SprintItaly held the Extraordinary and Ordinary Shareholders’ Meeting of the Company to pass resolutions regarding the business combination with SICIT 2000 S.p.A.
The Extraordinary Shareholders’ Meeting, held in second call, in the presence of 62.38% of the ordinary share capital, by a unanimous vote of the members present, approved the Business Combination and therefore:
- the Merger plan, and the new text of the Articles of Association governing the company resulting from the Merger (the “Combined Entity”) subject to, and as from, the date on which the Merger becomes effective to third parties;
- the distribution of SprintItaly’s reserves to its ordinary and special shareholders, for an amount equal to the resources available to the Company in excess of those necessary for the Business Combination (€ 100 million) following the liquidation of any ordinary shares subject to withdrawal, i.e. for a maximum of € 50 million;
- the grouping of all the ordinary and special shares of SprintItaly according to a grouping ratio such that the implicit value of the shares after the grouping is equal to Euro 10.00 each, also due to the outcome of the withdrawal and the distribution of reserves.
The merger plan was also approved by the Extraordinary Shareholders’ Meeting of SICIT on 28 February 2019, which also passed the necessary resolutions for the purposes of the Business Combination and the preliminary operations as envisaged by the Merger plan.
Massimo Neresini, CEO of SICIT, said: “We are satisfied with this result.
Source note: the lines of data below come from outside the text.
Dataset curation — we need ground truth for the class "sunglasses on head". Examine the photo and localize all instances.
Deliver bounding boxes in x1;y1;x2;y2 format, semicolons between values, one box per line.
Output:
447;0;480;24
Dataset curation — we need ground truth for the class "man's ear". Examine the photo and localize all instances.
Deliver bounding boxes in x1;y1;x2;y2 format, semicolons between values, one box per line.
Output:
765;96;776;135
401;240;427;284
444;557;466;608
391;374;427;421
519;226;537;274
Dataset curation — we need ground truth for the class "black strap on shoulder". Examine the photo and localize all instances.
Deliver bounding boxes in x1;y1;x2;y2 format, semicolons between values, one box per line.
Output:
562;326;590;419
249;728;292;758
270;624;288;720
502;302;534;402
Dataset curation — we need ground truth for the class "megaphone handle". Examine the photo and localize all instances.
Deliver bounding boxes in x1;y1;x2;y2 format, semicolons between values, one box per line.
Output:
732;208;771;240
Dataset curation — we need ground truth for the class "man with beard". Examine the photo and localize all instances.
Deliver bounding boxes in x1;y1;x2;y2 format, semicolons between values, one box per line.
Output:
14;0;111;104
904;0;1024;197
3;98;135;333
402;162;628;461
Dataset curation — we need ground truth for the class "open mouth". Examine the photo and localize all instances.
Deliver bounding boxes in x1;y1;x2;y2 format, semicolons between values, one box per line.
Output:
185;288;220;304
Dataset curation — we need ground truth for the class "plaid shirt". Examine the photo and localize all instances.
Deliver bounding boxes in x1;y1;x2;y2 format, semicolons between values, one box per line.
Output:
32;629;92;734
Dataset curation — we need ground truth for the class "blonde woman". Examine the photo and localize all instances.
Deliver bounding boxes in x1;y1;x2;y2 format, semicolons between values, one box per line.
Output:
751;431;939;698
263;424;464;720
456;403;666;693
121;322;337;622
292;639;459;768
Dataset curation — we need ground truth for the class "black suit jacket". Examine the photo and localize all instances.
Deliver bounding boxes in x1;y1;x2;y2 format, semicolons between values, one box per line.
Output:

The combination with SprintItaly and the consequent listing will increase our visibility on the world markets and will allow us to accelerate a well-defined medium/long term industrial project, in high growth sectors linked to macro-trends“.
Gerardo Braggiotti, Chairman of the Board of Directors of SprintItaly, added: “We thank our investors for having been able to appreciate the quality and potential of the target identified. SICIT is a leading company, unique in its kind, which globally supplies the main players of the agronomic, agrochemical and industrial sectors; with a ‘green’ business model, based on the circular economy as well as with a growth rate, an international coverage and an economic-financial performance perfectly in line with the ideal profile that we had proposed during the IPO“.